• lun. Sep 23rd, 2024

« Elle sera le passe-plat de la FNSEA »


Fin août, pour la rentrée, la FNSEA et les Jeunes agriculteurs prenaient les devants et proposaient un projet de loi « clé en main » à l’exécutif. Objectifs, entre autres : moins de normes, moins d’encadrement de l’utilisation des pesticides, faciliter l’irrigation. Les deux principaux syndicats agricoles expliquaient leur démarche par le manque de résultats « tangibles dans leur cour de ferme » depuis la crise agricole du début d’année.

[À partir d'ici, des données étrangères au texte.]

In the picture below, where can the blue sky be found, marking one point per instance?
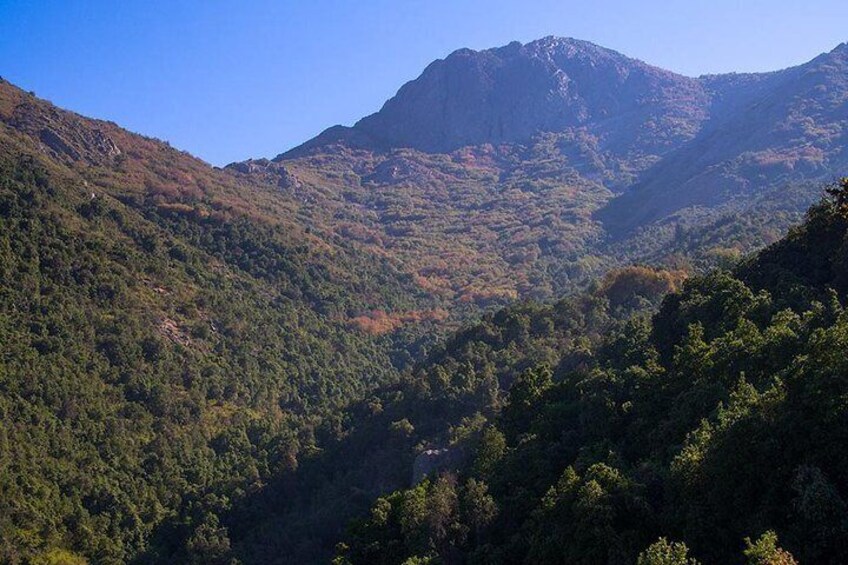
(232, 80)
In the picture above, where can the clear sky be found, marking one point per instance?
(232, 80)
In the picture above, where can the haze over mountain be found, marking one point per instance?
(526, 168)
(222, 365)
(665, 140)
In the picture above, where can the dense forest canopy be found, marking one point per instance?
(361, 352)
(719, 423)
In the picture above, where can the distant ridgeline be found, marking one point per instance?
(705, 434)
(252, 364)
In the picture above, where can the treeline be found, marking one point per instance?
(713, 432)
(159, 365)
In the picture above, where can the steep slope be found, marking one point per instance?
(512, 93)
(560, 159)
(719, 421)
(765, 130)
(171, 337)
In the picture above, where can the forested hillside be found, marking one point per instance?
(437, 335)
(168, 342)
(712, 432)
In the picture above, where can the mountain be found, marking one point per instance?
(525, 170)
(766, 130)
(217, 365)
(711, 432)
(172, 336)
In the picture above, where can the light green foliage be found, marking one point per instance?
(663, 552)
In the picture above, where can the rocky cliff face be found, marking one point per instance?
(520, 170)
(660, 141)
(512, 93)
(764, 130)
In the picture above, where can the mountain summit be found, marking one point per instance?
(511, 93)
(661, 142)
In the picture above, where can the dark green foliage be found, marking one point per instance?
(156, 370)
(722, 420)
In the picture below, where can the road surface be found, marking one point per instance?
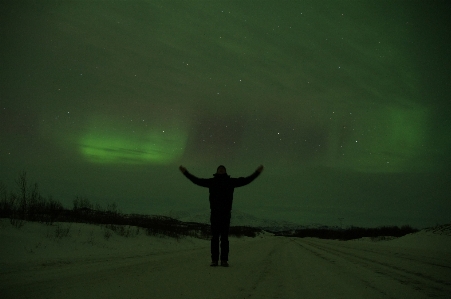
(270, 267)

Avec la nomination d’Annie Genevard (Les Républicains) comme nouvelle ministre de l’Agriculture, de la Souveraineté alimentaire, et de la Forêt, ces partisans du productivisme agricole semblent avoir été entendus. La désormais ex-députée du Doubs — elle était reconduite depuis 2012 — a repris les mêmes mots qu’eux dans son discours d’investiture, prononcé ce lundi 23 septembre. « Je vais faire en sorte que, dans les prochaines semaines, des résultats se voient dans les cours de ferme », a-t-elle promis.

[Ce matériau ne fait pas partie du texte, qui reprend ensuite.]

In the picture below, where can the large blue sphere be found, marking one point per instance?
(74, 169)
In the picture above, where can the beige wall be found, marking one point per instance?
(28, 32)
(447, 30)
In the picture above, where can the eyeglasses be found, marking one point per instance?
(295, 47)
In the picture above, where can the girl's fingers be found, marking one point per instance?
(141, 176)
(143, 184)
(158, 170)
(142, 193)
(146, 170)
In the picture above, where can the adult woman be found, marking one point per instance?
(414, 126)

Elle a également fustigé les surtranspositions de normes européennes et répété le slogan « pas d’interdiction sans solution » concernant les pesticides. Elle souhaite aussi « redonner du bon sens à toutes les règles, alléger la paperasse, réduire les interdits ». Autant de déclarations qui confirment sa proximité avec la FNSEA. Son suppléant, qui reprend son poste de députée, l’éleveur Éric Liégeon, a d’ailleurs été secrétaire général et vice-président de la FDSEA du Doubs.

Défense des mégabassines et des élevages industriels

Dans son allocution d’une dizaine de minutes, elle a également trouvé le temps de partager « le sentiment de révolte de certains face à des activistes qui détruisent les moyens de production et l’outil de travail indispensable pour nous nourrir », sans doute une référence voilée aux sabotages de mégabassines.

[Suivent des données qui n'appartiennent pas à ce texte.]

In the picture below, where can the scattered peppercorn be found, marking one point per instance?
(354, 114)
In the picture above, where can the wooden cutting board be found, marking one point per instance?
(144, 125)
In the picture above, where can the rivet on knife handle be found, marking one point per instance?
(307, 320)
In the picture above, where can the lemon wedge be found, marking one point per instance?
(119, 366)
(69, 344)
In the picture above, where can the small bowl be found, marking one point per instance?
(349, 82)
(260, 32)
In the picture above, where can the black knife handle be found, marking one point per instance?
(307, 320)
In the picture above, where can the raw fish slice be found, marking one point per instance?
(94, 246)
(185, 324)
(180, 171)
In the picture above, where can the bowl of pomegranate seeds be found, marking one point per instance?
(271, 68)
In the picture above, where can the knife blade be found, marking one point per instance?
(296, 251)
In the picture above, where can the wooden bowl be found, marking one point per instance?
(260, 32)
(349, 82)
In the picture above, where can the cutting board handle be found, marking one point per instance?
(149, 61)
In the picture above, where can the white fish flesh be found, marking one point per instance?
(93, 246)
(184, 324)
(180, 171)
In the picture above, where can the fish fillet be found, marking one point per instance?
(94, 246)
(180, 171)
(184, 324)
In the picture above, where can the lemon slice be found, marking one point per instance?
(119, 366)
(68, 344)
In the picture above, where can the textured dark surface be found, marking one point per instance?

Des déclarations qui ne surprennent pas, au vu des positions prises de longue date par cette élue de droite, qui n’aime pas les militants écologistes. Déjà en 2021, elle avait cosigné un amendement — déclaré irrecevable — pour décourager, via une amende de 50 000 euros, les militants filmant les élevages industriels.

Plus récemment, en juillet dernier, à l’occasion d’un rassemblement des militants opposés aux mégabassines en Charente-Maritime, elle avait estimé que « ce sont des black blocs qui viennent pour blesser, pour tuer ». Pendant les débats sur la loi d’orientation agricole, en mai dernier, elle pourfendait « ceux qui prônent une écologie punitive et décroissante [et] mettent en péril notre souveraineté agricole. »

Son palmarès : l’AOP comté

Reprenant l’exemple du comté, fromage AOP produit dans sa circonscription et assurant un revenu digne à ses producteurs, elle voyait dans ses règles de production une façon de mettre l’écologie « au service de l’économie » avant tout. Une loi qu’elle avait votée et promis de mener à bien en tant que ministre.

Autres exemples, en 2021, elle s’était opposée à l’expérimentation de l’option végétarienne quotidienne dans les cantines. Concernant les pesticides, on retrouve peu de prises de positions à son actif. Sinon l’approbation d’une chronique du journaliste Patrick Cohen dans l’émission « C à vous » sur France 5. Il y estimait que les écologistes demandant l’interdiction du glyphosate sont du côté de l’émotion plutôt que de la science.

Sur le loup, un dossier qu’elle devra gérer avec le ministère de l’Écologie, elle a défendu avec plusieurs de ses collègues députés, au début de l’année, l’abaissement de son statut de protection. « Il faudra que nous reparlions de ce sujet important », a-t-elle annoncé dans son discours lundi matin.

De multiples mandats

Elle a aussi défendu sa connaissance des sujets agricoles, rappelant que depuis qu’elle a été élue parlementaire en 2012 elle a participé à « 120 comices » agricoles. Cette ancienne professeure de français de 68 ans est plutôt vue comme une spécialiste de l’éducation. Elle était membre de la commission des Affaires culturelles et de l’Éducation à l’Assemblée nationale. Mais elle revendique un fort ancrage local dans un territoire agricole.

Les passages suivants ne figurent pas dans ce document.